Anthony Albanese (Grayndler, Australian Labor Party, Leader of the House) Share this | Link to this | Hansard source
I thank the member for Corio for his question. Indeed, the Australian National Audit Office report which came out last year, three volumes of it, has page after page indicating the failure of the National Party, in particular, to conduct its regional programs in an appropriate manner. What this documents, according to the Audit Office, is:
The manner in which the program has been administered over the three-year period to 30 June 2006 examined by ANAO had fallen short of an acceptable standard of public administration.
That is an underestimation, because what this report showed was that in 2004, in a 51-minute spending spree just before they went into caretaker mode, the former parliamentary secretary, the former member for Dawson, approved 16 projects worth $3.3 million—16 projects in 51 minutes. But you would think maybe that the government of the time might have learnt something from that process. Upon coming to this job, I have been asking questions of my department about these processes, and what happened in the week before the 2007 election was called? They approved 32 Regional Partnerships projects—32 worth $5½ million. Not surprisingly, consistent with the way that they confused taxpayers’ funds with National Party funds, 28 of these projects were in National and Liberal Party seats.
In November 2007, the member for Lyons, the then minister, admitted that there was room for improvement, but he had already approved some $650,000 for projects in his own electorate that year. One-third of taxpayer funds went to projects in only 10 coalition electorates. The Audit Office found that they approved projects where no funding application was received. They fast-tracked projects, they fast-tracked assessments, when it suited them. No wonder that I am calling the Audit Office the ‘Nationals Audit Office’, because for report after report what we find is an outrageous abuse of taxpayers’ funds. And what’s more, they wasted taxpayers’ funds on red tape. It cost 20c in every dollar just on administering this program.
We know that the community youth outreach centre in Wide Bay was funded in 2005 within one day of an application being lodged. In 2004 a health complex in Maranoa was funded within one day of an application being lodged. Then there is the Keith Seeds grant of $571,000. This was a grant paid to a commercial company for installing equipment. Even though the department recommended against funding this project not once but twice, the minister intervened to overturn that, and it was only later on that we found out that the local MP, the member for Barker, who wrote a letter of support for the application, was actually a shareholder in the company that got the grant.

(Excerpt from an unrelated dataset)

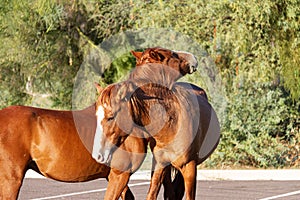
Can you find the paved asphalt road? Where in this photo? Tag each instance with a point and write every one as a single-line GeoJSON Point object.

Luke Hartsuyker (Cowper, National Party, Deputy Leader of Opposition Business in the House) Share this | Link to this | Hansard source
Mr Speaker, a point of order on relevance: the question referred to the ANAO report, not this long diatribe.
Anthony Albanese (Grayndler, Australian Labor Party, Leader of the House) Share this | Link to this | Hansard source
It is all in the ‘National’s Audit Office’ report. There was $1.05 million—this is a beauty—paid to the Gunnedah ethanol plant. As regional development minister, I might want to go and have a look at this plant, but it is pretty hard because, although $1.05 million of the $1.2 million grant which was agreed in August 2004 has been paid, nothing has happened. There is no plant there. Over $1 million of taxpayers’ funds have been paid—and an application supported by the chief of staff to the then Leader of the National Party, even though he was not the relevant minister at the time. It goes on. There is example after example. In the interests of brevity we might roll them out two or three at a time, because this is very interesting reading and I recommend it to every member on both sides of the parliament. A Rudd Labor government is committed to proper funding for regional development programs—proper funding on the basis of proper consideration, not on the basis of short-term partisan political fixes by the National Party.